Pushing The Limits
An Interview with Ben Saunders
“Well at least there wasn’t hail in Antarctica,” says Ben, grimacing in the wind – a belligerent wind that’s been chilling us constantly for the past few days. We were in Iceland with Land Rover trying out the new Discovery Sport as a means of enabling adventure. And Iceland has plenty of that to offer! After testing out the frozen waters of the Silfra rift, I was now snowshoeing through the hinterlands in a blizzard with the man who, one year ago, completed one of the most ambitious polar expeditions in recent memory – the first completion of Captain Scott’s ill-fated Terra Nova expedition.
Ben and his teammate, Tarka L’Herpiniere, trekked 1,795 miles across the inhospitable landscape of Antarctica, a journey to the South Pole and back, and in doing so set the world record for the longest ever polar journey on foot. The journey, which took a total of 105 days, pushed the limits of physical and mental fortitude and reset the bar for polar expeditions of the future.
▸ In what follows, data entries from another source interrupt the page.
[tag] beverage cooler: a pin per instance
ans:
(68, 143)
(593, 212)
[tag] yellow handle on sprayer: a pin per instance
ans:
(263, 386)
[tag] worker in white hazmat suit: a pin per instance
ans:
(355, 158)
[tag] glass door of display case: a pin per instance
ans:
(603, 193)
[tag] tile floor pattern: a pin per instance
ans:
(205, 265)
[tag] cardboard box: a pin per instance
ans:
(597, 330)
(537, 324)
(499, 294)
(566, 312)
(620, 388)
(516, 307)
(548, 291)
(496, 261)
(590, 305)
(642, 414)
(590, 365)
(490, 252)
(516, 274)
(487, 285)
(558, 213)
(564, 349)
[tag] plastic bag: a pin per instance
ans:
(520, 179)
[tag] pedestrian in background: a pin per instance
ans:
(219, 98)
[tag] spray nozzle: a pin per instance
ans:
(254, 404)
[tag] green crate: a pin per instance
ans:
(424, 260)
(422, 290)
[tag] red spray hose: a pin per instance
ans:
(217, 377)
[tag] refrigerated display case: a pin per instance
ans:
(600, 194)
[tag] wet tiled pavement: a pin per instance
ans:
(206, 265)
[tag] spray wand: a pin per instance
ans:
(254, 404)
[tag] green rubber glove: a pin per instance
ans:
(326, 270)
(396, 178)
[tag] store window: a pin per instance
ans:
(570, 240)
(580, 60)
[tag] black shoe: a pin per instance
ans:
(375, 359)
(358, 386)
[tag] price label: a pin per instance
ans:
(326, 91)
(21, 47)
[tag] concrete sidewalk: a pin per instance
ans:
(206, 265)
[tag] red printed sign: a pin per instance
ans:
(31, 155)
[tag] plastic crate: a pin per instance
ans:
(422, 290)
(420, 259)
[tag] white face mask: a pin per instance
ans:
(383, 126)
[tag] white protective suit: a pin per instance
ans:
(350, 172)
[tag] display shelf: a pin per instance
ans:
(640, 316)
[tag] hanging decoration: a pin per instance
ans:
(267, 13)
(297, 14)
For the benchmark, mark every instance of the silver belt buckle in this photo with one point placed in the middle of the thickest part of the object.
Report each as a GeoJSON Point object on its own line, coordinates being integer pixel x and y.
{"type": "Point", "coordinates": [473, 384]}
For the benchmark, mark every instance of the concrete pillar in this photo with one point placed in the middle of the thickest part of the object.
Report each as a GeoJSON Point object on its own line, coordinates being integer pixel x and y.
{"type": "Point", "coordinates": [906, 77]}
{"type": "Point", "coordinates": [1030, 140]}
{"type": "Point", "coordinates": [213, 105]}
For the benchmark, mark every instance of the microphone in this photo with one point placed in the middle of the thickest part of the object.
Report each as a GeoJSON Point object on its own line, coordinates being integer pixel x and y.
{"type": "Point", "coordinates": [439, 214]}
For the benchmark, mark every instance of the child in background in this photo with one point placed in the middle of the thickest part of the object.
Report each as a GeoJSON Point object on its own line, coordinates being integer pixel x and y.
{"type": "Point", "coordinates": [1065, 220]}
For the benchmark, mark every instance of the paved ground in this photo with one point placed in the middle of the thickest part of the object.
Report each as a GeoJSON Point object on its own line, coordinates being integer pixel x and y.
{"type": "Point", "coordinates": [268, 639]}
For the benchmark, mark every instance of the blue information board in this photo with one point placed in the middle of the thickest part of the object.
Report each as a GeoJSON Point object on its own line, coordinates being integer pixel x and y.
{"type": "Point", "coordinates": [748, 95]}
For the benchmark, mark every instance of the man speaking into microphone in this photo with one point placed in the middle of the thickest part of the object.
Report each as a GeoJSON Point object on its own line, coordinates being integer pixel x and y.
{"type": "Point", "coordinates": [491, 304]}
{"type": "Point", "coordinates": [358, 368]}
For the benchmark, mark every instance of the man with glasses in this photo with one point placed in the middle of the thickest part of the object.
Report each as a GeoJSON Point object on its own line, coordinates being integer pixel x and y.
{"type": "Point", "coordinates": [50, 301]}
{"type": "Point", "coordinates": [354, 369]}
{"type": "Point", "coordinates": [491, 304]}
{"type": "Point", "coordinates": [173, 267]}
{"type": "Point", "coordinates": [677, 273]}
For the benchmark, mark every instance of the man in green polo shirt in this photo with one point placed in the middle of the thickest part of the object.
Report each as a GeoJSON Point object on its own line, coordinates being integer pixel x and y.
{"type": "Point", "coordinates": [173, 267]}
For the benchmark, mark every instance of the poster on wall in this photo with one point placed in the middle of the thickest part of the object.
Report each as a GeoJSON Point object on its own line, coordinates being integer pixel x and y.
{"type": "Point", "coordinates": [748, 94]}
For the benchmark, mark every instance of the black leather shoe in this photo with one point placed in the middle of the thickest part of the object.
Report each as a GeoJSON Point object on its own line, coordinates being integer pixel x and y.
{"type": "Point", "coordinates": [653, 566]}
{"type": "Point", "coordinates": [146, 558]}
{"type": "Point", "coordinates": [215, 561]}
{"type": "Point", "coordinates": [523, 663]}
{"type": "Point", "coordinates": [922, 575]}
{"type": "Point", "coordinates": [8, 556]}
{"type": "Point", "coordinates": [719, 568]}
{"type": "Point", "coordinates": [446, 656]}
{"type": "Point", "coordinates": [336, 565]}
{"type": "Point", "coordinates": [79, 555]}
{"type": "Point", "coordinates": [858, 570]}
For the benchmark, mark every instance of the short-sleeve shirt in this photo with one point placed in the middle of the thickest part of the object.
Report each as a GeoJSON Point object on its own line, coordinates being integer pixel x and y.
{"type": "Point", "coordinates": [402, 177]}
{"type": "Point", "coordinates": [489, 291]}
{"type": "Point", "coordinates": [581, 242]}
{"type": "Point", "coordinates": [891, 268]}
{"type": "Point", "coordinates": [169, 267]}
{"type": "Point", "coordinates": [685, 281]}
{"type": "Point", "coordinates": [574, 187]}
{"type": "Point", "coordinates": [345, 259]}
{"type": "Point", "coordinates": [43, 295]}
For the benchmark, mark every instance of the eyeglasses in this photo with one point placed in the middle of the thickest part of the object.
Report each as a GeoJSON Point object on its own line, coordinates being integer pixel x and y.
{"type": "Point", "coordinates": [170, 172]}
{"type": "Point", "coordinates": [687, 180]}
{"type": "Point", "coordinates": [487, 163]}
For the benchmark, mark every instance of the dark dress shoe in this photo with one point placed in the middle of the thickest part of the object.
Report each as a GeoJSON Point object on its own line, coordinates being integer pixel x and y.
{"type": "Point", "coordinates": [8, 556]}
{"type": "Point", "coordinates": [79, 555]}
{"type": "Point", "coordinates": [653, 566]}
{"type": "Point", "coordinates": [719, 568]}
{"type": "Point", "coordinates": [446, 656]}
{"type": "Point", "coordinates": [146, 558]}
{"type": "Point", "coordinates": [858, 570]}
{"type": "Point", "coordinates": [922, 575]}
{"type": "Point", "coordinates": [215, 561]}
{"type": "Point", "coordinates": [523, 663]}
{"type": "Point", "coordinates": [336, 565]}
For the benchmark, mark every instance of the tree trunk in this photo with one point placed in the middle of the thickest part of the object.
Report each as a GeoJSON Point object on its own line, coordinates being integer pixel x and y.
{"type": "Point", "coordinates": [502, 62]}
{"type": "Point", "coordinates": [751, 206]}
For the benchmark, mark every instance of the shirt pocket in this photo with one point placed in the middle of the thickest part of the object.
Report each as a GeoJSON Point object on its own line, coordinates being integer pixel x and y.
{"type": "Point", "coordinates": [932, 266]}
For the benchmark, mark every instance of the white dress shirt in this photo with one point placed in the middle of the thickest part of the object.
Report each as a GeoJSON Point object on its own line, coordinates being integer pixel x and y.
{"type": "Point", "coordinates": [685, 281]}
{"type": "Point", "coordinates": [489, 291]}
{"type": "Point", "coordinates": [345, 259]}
Having followed the expedition avidly for the duration of the journey via its regular blog updates, I was keen to chat to Ben about the mental and physical preparation, the logistical issues and settling back into a normal routine after a completing a project that took 10 years to get off the ground.
John: It’s great to finally meet you Ben. Firstly, could you tell us a bit about your background and how the Scott Expedition came about?
Ben: I first spent time in the polar regions in 2001, on what turned out to be a failed North Pole attempt with Pen Hadow. Since then I’ve had a fascination for polar extremes and pushing my own limits within these frozen environments.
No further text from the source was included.